Yudi juga menyatakan bahwa relokasi dilakukan tanpa komunikasi yang memadai antara Satpol PP Cianjur dan para pedagang, sehingga tidak ada ruang untuk diskusi mencari solusi bersama. Bahkan, meskipun Pemdes Cipanas berusaha membantu, solusi yang diberikan justru tidak efektif dan tetap memperburuk pendapatan para pedagang.

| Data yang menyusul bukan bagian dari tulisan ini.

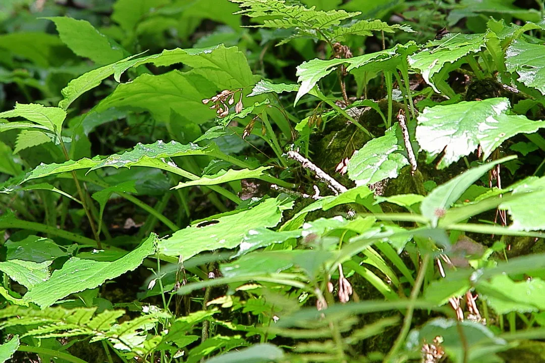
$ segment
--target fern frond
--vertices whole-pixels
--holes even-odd
[[[342,10],[329,11],[317,10],[299,4],[288,4],[285,0],[229,0],[237,3],[242,10],[236,14],[243,14],[250,17],[263,18],[263,24],[252,26],[256,28],[276,29],[293,28],[295,33],[283,40],[280,45],[301,37],[311,37],[329,43],[342,40],[347,35],[371,35],[373,31],[393,33],[401,29],[412,32],[410,27],[401,24],[389,25],[376,20],[356,20],[341,25],[344,20],[359,15],[359,11],[348,13]]]
[[[361,14],[359,11],[317,10],[316,7],[308,8],[301,5],[287,5],[284,0],[229,1],[239,3],[239,6],[244,8],[236,14],[243,14],[250,17],[266,16],[273,18],[264,20],[263,24],[255,26],[257,27],[321,30],[338,25],[342,21]]]
[[[410,27],[400,24],[390,25],[378,19],[372,21],[360,20],[346,26],[334,27],[331,31],[325,32],[326,36],[337,41],[340,41],[347,35],[361,35],[368,36],[373,32],[394,33],[396,30],[402,30],[411,33],[414,30]]]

“Yang kami inginkan adalah musyawarah untuk mencari solusi yang adil. Kami tidak berniat demo, cukup duduk bersama agar ada jalan keluar terbaik. Kalau kondisi seperti ini terus, kami akan kehabisan modal dan semakin sulit bertahan. Sekarang sudah banyak pedagang yang gulung tikar karena modal mereka habis,” ucap Yudi
Para PKL Cipanas berharap pemerintah, baik Satpol PP, Pemda Cianjur, maupun Pemdes Cipanas, segera memberikan solusi nyata. Mereka menginginkan musyawarah terbuka untuk membahas relokasi yang layak dan memastikan lokasi baru mendukung penghidupan mereka. Kondisi ekonomi yang semakin sulit membuat para pedagang kecil sangat membutuhkan perhatian lebih dari pihak terkait.
“Relokasi manusiawi yang adil adalah harapan utama kami. Kami tidak ingin dihancurkan oleh kebijakan yang tidak efektif. Pedagang kecil seperti kami hanya ingin mencari penghidupan, bukan dimatikan perlahan,” kata Yudi.

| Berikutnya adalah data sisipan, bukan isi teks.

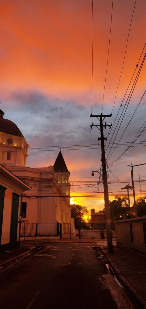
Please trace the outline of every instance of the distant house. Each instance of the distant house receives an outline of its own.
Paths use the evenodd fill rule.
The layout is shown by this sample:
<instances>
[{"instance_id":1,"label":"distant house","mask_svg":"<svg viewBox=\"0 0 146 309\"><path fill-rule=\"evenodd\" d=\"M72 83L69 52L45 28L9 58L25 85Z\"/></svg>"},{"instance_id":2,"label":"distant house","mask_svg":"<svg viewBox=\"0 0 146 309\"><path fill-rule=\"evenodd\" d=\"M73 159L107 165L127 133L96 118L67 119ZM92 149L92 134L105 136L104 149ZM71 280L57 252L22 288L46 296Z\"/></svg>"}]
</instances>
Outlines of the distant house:
<instances>
[{"instance_id":1,"label":"distant house","mask_svg":"<svg viewBox=\"0 0 146 309\"><path fill-rule=\"evenodd\" d=\"M22 196L23 220L36 223L73 222L70 173L61 151L54 165L27 167L29 145L16 125L4 118L4 114L0 110L0 163L27 184Z\"/></svg>"},{"instance_id":2,"label":"distant house","mask_svg":"<svg viewBox=\"0 0 146 309\"><path fill-rule=\"evenodd\" d=\"M30 188L0 164L0 248L19 244L22 194Z\"/></svg>"},{"instance_id":3,"label":"distant house","mask_svg":"<svg viewBox=\"0 0 146 309\"><path fill-rule=\"evenodd\" d=\"M99 212L95 212L94 208L91 209L91 222L92 229L100 230L101 228L106 229L106 221L104 211L99 210Z\"/></svg>"}]
</instances>

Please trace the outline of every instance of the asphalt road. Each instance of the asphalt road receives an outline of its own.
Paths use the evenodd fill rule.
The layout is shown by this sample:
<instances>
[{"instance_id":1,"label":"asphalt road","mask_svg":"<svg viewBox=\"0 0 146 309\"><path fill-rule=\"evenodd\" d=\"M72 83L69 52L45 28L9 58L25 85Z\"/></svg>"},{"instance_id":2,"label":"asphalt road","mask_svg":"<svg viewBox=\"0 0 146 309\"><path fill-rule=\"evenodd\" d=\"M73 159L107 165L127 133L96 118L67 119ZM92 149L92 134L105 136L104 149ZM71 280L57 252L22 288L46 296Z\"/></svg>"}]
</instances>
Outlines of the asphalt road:
<instances>
[{"instance_id":1,"label":"asphalt road","mask_svg":"<svg viewBox=\"0 0 146 309\"><path fill-rule=\"evenodd\" d=\"M117 308L94 245L49 244L11 269L0 277L1 309Z\"/></svg>"}]
</instances>

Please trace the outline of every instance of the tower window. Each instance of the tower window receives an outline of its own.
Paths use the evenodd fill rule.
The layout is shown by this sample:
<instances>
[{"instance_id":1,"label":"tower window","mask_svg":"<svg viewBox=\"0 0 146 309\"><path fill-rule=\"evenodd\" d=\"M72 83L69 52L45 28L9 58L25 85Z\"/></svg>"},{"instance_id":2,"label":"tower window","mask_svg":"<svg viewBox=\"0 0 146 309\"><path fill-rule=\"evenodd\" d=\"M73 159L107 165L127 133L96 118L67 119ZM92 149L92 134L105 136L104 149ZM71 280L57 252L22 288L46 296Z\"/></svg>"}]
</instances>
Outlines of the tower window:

Keluhan serupa datang dari Hapsa, seorang pedagang crepes, yang kini berjualan di samping Toko Fajar. Ia menyebut kondisi tempat relokasi tidak mendukung untuk menarik pembeli, terlebih masalah lingkungan yang becek dan kumuh semakin memperburuk usaha kecilnya.

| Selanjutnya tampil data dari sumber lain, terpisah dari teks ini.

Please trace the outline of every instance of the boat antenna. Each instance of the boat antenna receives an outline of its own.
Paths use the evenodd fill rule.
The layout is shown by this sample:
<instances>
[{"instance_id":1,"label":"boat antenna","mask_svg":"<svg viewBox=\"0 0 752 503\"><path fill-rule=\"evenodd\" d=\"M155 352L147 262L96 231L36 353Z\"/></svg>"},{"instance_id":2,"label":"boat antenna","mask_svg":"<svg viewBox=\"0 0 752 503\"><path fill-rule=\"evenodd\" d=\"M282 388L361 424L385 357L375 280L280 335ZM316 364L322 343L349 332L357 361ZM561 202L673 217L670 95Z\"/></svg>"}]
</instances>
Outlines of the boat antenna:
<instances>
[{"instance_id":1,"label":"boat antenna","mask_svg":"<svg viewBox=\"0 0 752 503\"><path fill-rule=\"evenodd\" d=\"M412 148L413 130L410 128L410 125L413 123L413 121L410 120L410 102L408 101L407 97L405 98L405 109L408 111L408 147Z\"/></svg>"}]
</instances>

“Hampir 80% barang dagangan tidak habis. Banyak yang harus dibuang, rugi besar. Lokasi ini becek, tergenang air saat hujan. Siapa yang mau belanja kalau kondisi seperti ini? Yang kami harapkan dari Pemdes Cipanas dan Pemkab Cianjur adalah perhatian lebih untuk kami, PKL kecil. Kami ingin ditempatkan di tempat yang layak, yang nyaman bagi pembeli dan pedagang. Kalau seperti ini, kehidupan kami semakin berat. Biaya rumah tangga sekarang naik tiga kali lipat, belum lagi kebutuhan lainnya,” ujar Hapsa penuh harap.
Senada dengan Hapsa, Bu Nunui, seorang pedagang singkong keju, merasakan kerugian besar akibat penggusuran mendadak yang dilakukan pada masa menjelang Lebaran. Nunui mengungkapkan bahwa penggusuran dilakukan tanpa pemberitahuan waktu yang jelas, sehingga modal dagangannya habis tanpa hasil.
“Waktu itu saya sangat semangat jualan karena menjelang Lebaran. Tapi tiba-tiba roda dagangan digusur. Kami tidak diberitahu tanggal atau jamnya. Saya sudah siapkan dagangan dari pagi untuk dijual, tapi semuanya berantakan. Modal Rp500 ribu saya habis begitu saja. Barang yang dibuat untuk keuntungan keluarga di Lebaran malah rusak dan terbuang. Saya sedih sekali karena semua rencana untuk Lebaran hancur,” keluh Bu Nunui.
Ia juga menyebut bahwa tempat relokasi kini membuat pembeli enggan datang karena kondisi yang kumuh dan tidak nyaman.
“Karena tempat ini jauh dari layak, pembeli jadi malas datang. Kalau hujan, lokasi ini becek, air menggenang. Pembeli lebih memilih tempat lain. Kami merasa dirugikan, bukan diuntungkan. Dari penggusuran sampai sekarang, kami merasa hanya dihancurkan. Kami ingin keadilan dan keberpihakan, agar usaha kecil kami bisa bertahan,” ungkap Bu Nunui.